Respirare a pieni polmoni l’aria che profuma di carbone, fare lunghe passeggiate lungo il viale alberato della Certosa, mangiare la neve ed emozionarsi ancora, anno dopo anno, guardando “lu ciucciu” muoversi in modo buffo su quel palco alla festa di san Rocco, sono sicuramente le sensazioni che un buon serrese DOC non finirà mai di amare.

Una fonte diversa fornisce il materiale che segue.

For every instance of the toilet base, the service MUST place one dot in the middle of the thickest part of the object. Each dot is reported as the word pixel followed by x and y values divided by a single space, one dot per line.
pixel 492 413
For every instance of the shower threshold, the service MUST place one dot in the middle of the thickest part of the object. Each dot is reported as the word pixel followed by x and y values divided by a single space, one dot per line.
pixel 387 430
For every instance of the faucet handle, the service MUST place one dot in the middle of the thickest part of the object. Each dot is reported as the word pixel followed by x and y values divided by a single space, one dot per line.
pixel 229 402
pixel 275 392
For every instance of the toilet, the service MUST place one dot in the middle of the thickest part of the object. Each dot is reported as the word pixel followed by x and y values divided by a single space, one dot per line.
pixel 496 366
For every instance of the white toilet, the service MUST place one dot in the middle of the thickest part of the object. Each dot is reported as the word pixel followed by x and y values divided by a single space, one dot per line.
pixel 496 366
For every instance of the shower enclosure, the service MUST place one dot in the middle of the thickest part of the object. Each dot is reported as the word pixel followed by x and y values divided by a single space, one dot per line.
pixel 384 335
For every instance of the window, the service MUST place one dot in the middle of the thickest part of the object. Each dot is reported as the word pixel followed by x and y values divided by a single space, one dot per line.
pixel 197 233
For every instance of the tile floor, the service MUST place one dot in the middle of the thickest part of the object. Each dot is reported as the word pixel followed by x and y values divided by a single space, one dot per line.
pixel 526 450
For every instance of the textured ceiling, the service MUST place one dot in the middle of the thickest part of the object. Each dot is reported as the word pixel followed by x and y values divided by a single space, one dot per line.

Ma amare il proprio territorio significa anche educare, sensibilizzare e soprattutto valorizzare all’esterno ciò che la natura, la cultura e la storia di quel determinato luogo offrono.  Durante le mie costanti ricerche riguardanti la cultura enogastronomica calabrese, mi sono spesso chiesto quali fossero le peculiarità che la tradizione del mio paese potesse definire delle vere e proprie “chicche gastronomiche”.

·         Porcini..ok, nei periodi giusti dell’anno, preferibilmente non rumeni.” J

·         Le ortiche, (ardichi) dal meraviglioso sapore e dall’assurda consistenza vellutata una volta cotte.

·         I fiori di sambuco (pipi di maju), immancabile ingrediente nella famosa “pitta china”.

·         Li “viedhiruni”, simili come sapore agli asparagi, ideali nella frittata.

…e poi broccoli, rape, patate, fagioli…. E che fagioli…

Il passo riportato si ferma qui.